The first thing I learned to cook when I was just a young child was homemade fresh tomato soup. My great grandmother took me out to find the best and most plump ripe garden tomatoes to make this creamy, and velvety soup. I had had canned soup before, but nothing like this AMAZING soup! I was hooked! I could not wait until we could go out and get some more tomatoes to make another pot of soup! It was summertime and most people think of soup as a cold weather item, not me! I just LOVE this soup anytime of the year, but especially when the tomatoes are fresh out of the garden!
1. In a large soup pot, bring water to boil. Add tomatoes, celery, onion, oregano, basil, brown sugar (or other suggested sugar or substitute), and water. Reduce heat, cover pot with lid and simmer until tender, about 20 minutes. Put tomato mixture into a blender (be careful because hot soup can pop the lid off and burn you), or push through a sieve instead. When smooth, put back into soup pot and set tomato mixture aside.
2. In a saucepan over medium heat, add cream cheese and blend in flour until smooth. Next slowly stir in 2 cups half and half, continue to stir until milk mixture thickens.

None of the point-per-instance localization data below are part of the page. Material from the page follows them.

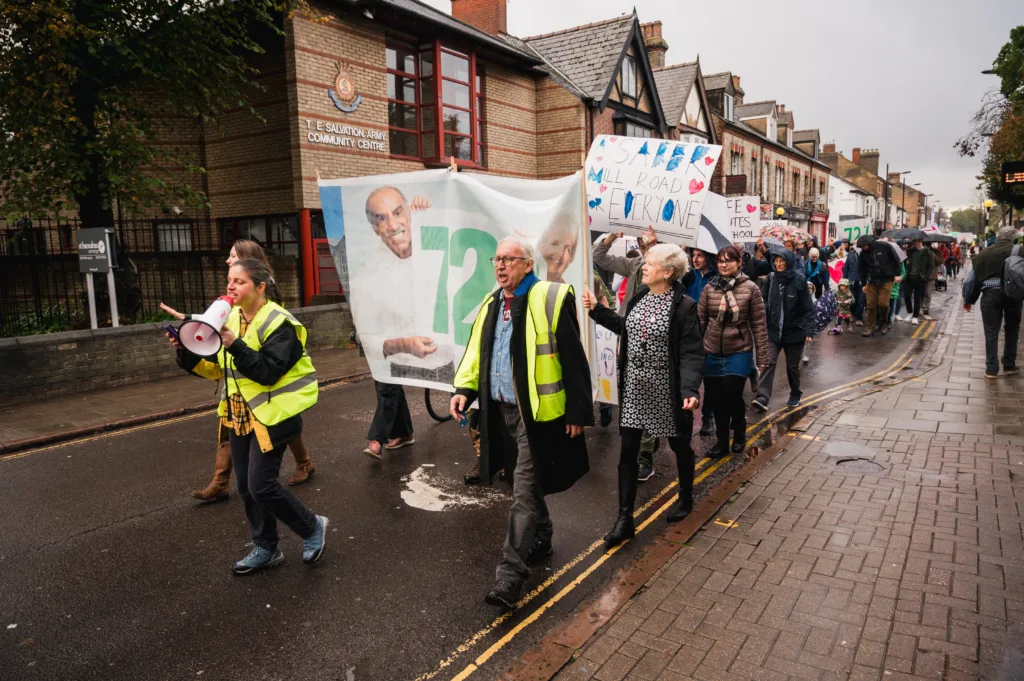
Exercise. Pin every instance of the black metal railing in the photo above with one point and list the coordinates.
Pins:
(175, 260)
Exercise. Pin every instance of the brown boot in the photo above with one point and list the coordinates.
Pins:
(217, 490)
(303, 464)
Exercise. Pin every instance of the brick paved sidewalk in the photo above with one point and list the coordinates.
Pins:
(56, 415)
(906, 562)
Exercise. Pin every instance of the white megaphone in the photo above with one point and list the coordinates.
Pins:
(202, 334)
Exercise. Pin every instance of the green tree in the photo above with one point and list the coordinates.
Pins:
(84, 84)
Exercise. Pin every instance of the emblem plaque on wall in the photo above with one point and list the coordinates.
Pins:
(343, 95)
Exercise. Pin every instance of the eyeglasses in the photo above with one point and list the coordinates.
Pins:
(506, 260)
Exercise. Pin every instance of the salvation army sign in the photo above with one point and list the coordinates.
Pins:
(636, 182)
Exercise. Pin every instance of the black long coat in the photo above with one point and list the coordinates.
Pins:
(558, 459)
(686, 353)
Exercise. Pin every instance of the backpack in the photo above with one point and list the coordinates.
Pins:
(1013, 275)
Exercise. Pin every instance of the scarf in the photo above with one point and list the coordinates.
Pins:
(727, 304)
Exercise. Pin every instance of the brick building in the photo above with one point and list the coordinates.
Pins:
(761, 157)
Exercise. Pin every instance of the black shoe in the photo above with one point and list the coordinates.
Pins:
(646, 467)
(505, 593)
(720, 450)
(540, 552)
(679, 511)
(622, 530)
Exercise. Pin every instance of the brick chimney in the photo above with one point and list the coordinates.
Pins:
(486, 15)
(869, 161)
(656, 46)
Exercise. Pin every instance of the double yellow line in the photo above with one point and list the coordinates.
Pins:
(760, 427)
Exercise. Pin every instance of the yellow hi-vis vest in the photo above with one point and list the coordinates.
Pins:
(295, 392)
(544, 368)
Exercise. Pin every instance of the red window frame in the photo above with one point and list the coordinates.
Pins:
(475, 135)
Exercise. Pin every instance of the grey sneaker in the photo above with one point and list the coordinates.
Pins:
(259, 558)
(312, 548)
(646, 468)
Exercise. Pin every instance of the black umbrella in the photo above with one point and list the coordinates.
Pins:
(906, 232)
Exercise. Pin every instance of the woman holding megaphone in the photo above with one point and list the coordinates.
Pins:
(269, 382)
(217, 490)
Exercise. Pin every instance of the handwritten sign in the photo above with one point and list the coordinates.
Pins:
(633, 182)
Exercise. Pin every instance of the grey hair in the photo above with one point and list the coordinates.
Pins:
(671, 257)
(524, 246)
(1007, 233)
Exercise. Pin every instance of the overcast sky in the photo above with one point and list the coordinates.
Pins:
(900, 76)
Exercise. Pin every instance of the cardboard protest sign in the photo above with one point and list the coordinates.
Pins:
(633, 182)
(738, 218)
(414, 251)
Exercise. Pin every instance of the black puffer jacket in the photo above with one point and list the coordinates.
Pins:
(686, 352)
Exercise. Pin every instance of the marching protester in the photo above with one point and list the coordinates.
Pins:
(790, 313)
(732, 314)
(244, 249)
(530, 422)
(694, 282)
(263, 355)
(659, 363)
(920, 264)
(630, 267)
(986, 281)
(879, 265)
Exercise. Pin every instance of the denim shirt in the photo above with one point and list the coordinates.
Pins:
(502, 388)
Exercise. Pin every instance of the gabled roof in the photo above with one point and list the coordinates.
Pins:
(674, 84)
(420, 11)
(589, 54)
(755, 110)
(806, 136)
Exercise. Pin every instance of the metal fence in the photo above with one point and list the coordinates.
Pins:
(177, 261)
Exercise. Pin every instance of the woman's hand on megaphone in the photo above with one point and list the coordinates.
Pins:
(173, 312)
(227, 337)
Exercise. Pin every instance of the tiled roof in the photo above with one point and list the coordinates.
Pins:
(806, 136)
(421, 10)
(674, 85)
(587, 55)
(755, 110)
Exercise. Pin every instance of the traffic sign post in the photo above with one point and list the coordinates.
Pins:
(96, 256)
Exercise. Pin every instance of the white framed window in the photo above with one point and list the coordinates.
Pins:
(629, 77)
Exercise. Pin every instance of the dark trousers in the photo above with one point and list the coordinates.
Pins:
(684, 459)
(264, 500)
(794, 353)
(392, 418)
(995, 308)
(913, 294)
(730, 414)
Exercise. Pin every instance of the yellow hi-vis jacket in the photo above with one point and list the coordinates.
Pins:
(296, 391)
(544, 368)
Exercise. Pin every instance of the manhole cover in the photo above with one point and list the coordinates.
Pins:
(859, 465)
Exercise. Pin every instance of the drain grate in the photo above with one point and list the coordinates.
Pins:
(858, 465)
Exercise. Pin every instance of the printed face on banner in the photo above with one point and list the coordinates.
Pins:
(414, 253)
(634, 182)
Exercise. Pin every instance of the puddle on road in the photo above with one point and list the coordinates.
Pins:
(428, 490)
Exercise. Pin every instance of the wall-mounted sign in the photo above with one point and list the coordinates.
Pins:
(343, 95)
(342, 134)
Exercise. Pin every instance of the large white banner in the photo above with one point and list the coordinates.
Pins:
(636, 182)
(414, 253)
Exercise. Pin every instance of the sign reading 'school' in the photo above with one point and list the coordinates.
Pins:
(636, 182)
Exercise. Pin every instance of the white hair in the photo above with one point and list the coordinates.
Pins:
(524, 246)
(671, 257)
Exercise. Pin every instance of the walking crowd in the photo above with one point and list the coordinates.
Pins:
(694, 328)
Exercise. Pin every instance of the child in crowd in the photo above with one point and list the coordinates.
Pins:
(845, 301)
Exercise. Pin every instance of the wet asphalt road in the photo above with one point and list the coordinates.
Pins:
(109, 570)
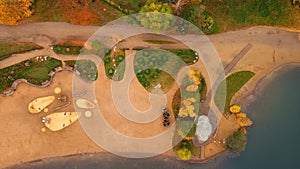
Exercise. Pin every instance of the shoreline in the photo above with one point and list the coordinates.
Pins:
(241, 96)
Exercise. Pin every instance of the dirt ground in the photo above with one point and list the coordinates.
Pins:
(21, 138)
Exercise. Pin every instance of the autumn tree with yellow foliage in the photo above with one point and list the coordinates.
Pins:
(13, 11)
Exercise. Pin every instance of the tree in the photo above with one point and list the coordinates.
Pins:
(296, 3)
(194, 13)
(154, 15)
(184, 154)
(237, 141)
(13, 11)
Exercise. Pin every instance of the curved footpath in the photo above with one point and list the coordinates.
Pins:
(20, 131)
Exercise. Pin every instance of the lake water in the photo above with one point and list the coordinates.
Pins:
(273, 140)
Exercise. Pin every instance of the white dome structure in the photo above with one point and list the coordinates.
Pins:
(204, 129)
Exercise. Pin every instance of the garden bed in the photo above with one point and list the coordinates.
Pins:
(234, 83)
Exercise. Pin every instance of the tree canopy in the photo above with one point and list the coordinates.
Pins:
(237, 141)
(184, 154)
(13, 11)
(153, 15)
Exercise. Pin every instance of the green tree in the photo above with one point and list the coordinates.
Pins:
(13, 11)
(194, 13)
(237, 141)
(184, 154)
(154, 15)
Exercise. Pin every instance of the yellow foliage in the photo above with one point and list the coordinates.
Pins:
(13, 11)
(192, 88)
(241, 115)
(187, 110)
(243, 130)
(194, 75)
(183, 112)
(244, 122)
(235, 109)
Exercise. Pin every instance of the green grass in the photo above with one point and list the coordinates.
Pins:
(188, 56)
(234, 83)
(63, 49)
(36, 73)
(115, 72)
(236, 14)
(9, 48)
(159, 42)
(161, 60)
(87, 69)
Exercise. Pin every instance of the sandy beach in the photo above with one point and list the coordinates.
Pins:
(21, 138)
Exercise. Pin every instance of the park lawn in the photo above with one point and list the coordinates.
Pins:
(87, 69)
(234, 83)
(116, 72)
(35, 73)
(149, 78)
(9, 48)
(236, 14)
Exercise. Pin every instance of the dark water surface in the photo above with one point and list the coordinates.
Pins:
(273, 141)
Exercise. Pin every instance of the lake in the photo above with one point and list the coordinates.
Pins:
(273, 140)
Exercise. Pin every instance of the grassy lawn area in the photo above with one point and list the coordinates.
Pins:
(113, 67)
(234, 83)
(84, 13)
(86, 68)
(132, 5)
(9, 48)
(236, 14)
(36, 72)
(188, 56)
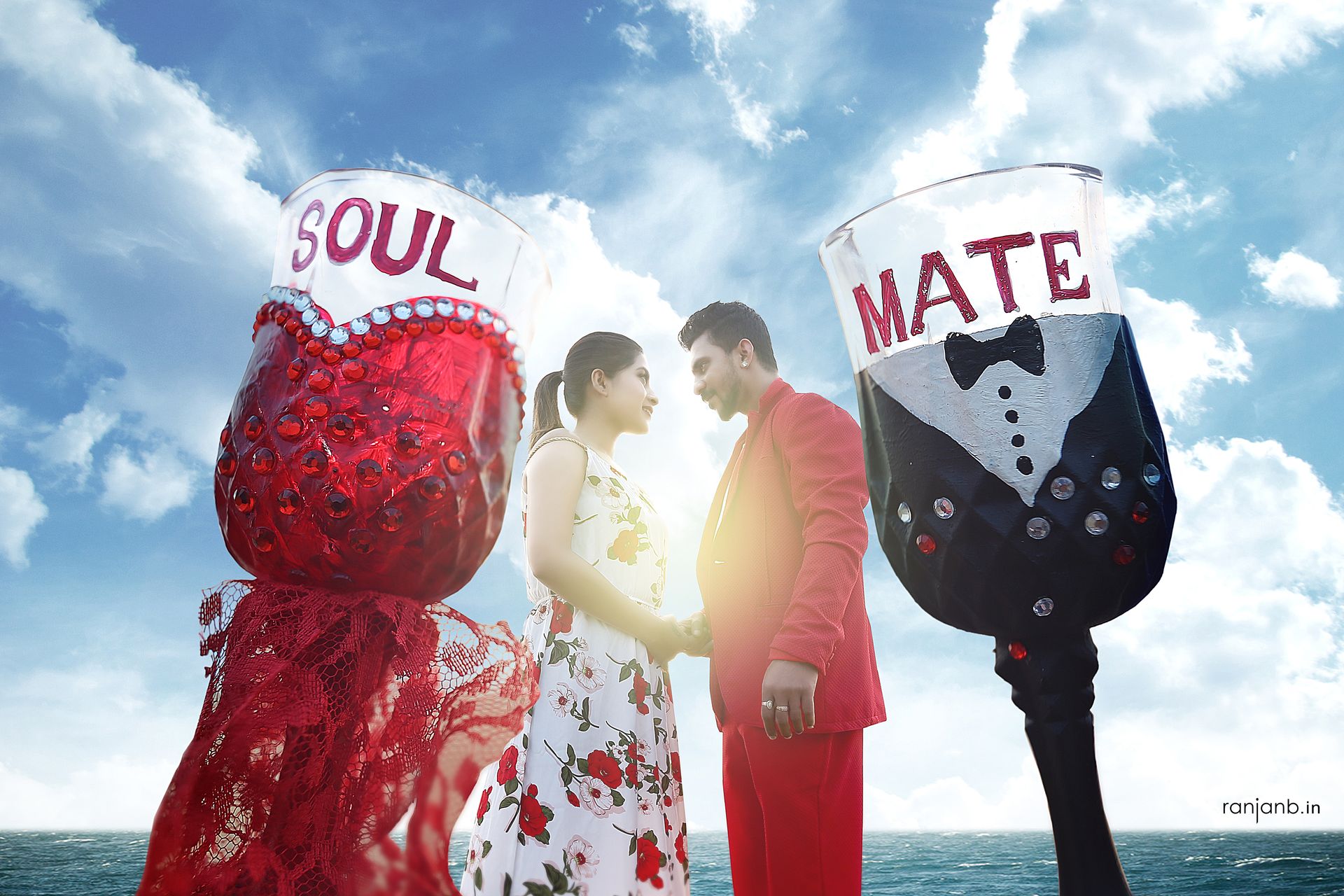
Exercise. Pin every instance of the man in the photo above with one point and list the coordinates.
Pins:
(793, 679)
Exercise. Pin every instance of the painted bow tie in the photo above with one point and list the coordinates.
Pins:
(1021, 344)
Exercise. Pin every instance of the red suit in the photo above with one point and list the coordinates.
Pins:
(783, 580)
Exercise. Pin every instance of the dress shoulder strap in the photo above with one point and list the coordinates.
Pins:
(554, 438)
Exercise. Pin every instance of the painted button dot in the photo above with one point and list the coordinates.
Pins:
(289, 501)
(1096, 523)
(264, 460)
(1062, 488)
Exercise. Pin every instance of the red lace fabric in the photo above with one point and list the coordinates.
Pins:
(327, 716)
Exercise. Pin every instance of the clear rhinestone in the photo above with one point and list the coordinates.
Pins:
(1062, 488)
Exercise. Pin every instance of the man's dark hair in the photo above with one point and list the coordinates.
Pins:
(727, 324)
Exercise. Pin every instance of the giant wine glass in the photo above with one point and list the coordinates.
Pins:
(1016, 464)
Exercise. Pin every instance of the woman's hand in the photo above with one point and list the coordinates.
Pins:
(666, 640)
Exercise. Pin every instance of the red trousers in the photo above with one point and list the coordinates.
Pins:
(794, 812)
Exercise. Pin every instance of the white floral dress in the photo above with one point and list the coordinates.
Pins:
(587, 798)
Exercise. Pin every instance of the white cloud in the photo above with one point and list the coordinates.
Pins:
(71, 442)
(150, 486)
(23, 511)
(1132, 216)
(1182, 359)
(1294, 280)
(636, 38)
(140, 226)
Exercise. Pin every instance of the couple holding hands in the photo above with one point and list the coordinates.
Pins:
(588, 797)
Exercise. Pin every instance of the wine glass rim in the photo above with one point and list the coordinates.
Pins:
(1079, 169)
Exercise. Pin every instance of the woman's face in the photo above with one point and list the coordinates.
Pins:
(629, 397)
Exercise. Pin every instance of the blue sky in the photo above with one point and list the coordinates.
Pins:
(667, 155)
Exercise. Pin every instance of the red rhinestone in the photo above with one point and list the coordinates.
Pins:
(289, 426)
(264, 540)
(244, 500)
(320, 381)
(360, 539)
(337, 505)
(318, 407)
(390, 519)
(407, 444)
(289, 501)
(369, 472)
(342, 426)
(314, 463)
(264, 460)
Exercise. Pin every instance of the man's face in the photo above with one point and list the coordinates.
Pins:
(718, 377)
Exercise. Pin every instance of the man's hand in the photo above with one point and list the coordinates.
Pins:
(793, 685)
(696, 628)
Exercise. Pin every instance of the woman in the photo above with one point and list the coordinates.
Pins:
(587, 798)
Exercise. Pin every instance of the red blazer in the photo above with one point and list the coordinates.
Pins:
(783, 580)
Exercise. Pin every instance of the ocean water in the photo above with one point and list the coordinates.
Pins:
(910, 864)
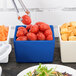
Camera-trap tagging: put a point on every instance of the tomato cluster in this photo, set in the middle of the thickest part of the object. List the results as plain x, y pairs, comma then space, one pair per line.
38, 31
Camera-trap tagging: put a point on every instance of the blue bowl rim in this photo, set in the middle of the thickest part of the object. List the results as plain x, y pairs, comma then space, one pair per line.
51, 26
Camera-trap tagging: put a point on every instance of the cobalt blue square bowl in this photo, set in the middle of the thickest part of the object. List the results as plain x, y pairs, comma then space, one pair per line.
34, 51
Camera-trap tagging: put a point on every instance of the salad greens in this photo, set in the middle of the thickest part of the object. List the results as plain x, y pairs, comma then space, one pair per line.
44, 71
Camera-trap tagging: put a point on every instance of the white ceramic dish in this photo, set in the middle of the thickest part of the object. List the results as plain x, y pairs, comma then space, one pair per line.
59, 68
68, 50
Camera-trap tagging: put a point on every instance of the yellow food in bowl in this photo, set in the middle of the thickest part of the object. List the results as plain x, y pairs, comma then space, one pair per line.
3, 33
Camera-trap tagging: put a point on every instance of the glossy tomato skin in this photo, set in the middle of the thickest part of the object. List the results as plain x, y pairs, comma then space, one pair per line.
31, 36
28, 26
39, 23
26, 20
48, 32
40, 36
44, 27
19, 33
49, 37
34, 29
22, 29
21, 38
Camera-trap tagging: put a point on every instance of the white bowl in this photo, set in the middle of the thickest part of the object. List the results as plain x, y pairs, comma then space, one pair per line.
68, 50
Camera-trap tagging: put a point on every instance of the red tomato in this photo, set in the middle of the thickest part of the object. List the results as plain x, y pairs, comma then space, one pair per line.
48, 32
31, 36
39, 23
26, 20
28, 26
44, 27
34, 29
21, 38
49, 37
19, 33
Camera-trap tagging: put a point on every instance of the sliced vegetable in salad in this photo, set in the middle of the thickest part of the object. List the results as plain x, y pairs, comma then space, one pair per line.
44, 71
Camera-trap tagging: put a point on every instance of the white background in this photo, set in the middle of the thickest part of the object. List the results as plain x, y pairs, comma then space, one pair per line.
53, 12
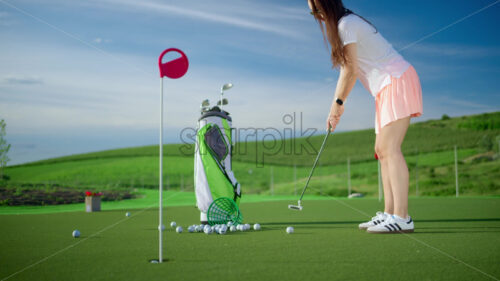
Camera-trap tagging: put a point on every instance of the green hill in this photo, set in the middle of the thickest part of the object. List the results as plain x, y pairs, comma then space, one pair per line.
428, 148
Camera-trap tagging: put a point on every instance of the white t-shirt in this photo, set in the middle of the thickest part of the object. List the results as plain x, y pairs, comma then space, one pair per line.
377, 59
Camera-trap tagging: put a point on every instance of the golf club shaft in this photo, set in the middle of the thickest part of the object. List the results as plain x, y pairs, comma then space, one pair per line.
315, 162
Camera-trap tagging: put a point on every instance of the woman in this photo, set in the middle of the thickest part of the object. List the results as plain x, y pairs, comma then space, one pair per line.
361, 52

3. Pour milk mixture into soup pot with tomato mixture. While soup is simmering, slowly add the remaining cup of half & half to bring tomato soup to desire consistency. As a final touch, season soup with sea salt and freshly ground pepper to preferred taste and serve tomato soup in soup bowls. Enjoy!
Serving suggestions: Serve with your favorite kind of crackers, pita chips, or toasted bread points.